Decorative Art 70s by Charlotte and Peter Fiell / 576-page hardcover, 7.7 x 10 in. / Published by Taschen
With dramatic expressions of futurism alongside rustic eco-trends, this book collects the best of 1970s design in one expertly curated and annotated volume, drawn from the now-classic collectible, Decorative Art, The Studio Yearbook. Across metalware, textiles, ceramics, and more, explore a decade of fast-moving ideas and vehemently opposing schools and movements.
This volume spotlights the futuristic, experimental aesthetic of the 1970s. After the revolutions of the ’60s, the world of design and architecture became an increasingly exciting and fast-moving hotbed of ideas, rife with vehemently opposing schools and movements. In many ways it was a more extreme era for design than the previous decade.

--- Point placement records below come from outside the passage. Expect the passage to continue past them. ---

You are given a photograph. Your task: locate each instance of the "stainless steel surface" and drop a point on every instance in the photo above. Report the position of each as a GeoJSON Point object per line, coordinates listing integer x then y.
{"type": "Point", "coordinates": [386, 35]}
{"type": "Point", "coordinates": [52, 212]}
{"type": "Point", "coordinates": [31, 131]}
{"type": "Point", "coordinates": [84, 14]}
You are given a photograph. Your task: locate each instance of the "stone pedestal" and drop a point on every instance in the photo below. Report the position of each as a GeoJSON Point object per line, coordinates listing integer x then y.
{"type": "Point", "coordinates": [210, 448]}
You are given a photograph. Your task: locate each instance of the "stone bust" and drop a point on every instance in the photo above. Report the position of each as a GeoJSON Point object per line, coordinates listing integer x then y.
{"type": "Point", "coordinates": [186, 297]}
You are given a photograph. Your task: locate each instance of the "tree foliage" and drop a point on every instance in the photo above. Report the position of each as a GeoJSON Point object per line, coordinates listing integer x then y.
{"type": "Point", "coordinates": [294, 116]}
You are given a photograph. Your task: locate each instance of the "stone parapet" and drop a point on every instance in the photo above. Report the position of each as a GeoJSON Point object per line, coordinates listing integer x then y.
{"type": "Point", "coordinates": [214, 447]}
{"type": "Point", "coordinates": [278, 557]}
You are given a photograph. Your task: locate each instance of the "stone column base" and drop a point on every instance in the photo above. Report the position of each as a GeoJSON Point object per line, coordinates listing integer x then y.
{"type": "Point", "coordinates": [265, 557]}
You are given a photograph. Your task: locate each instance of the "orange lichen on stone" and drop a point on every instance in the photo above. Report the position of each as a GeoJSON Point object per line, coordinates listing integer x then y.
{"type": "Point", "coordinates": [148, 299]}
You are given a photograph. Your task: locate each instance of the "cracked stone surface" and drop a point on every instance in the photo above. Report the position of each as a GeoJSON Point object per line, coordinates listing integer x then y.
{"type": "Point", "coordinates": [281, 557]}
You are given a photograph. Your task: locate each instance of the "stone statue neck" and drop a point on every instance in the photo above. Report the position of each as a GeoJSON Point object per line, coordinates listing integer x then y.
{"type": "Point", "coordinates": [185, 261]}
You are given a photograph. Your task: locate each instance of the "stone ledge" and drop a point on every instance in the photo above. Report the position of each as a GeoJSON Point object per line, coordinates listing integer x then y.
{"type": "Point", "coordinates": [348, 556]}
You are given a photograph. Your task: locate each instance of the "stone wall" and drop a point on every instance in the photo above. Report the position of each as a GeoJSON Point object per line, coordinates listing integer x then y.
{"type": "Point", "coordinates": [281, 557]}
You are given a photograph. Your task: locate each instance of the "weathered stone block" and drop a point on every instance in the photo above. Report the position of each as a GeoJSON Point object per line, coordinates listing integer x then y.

Experimentalism was everywhere, and many projects, thought not practical, were forward-thinking visions of a new kind of decorative art and design. Various groups advocated returning to natural methods, rejecting style in favor of craft or pushing the logic of industrial living to its concrete, high-rise extreme. Decorative Art 1970s includes the work of the decade’s brightest stars, such as Afra and Tobia Scarpa, Luigi Colani, Achille Castiglioni, Kisho Kurokawa, Norman Foster, Richard Meier, and Theo Crosby.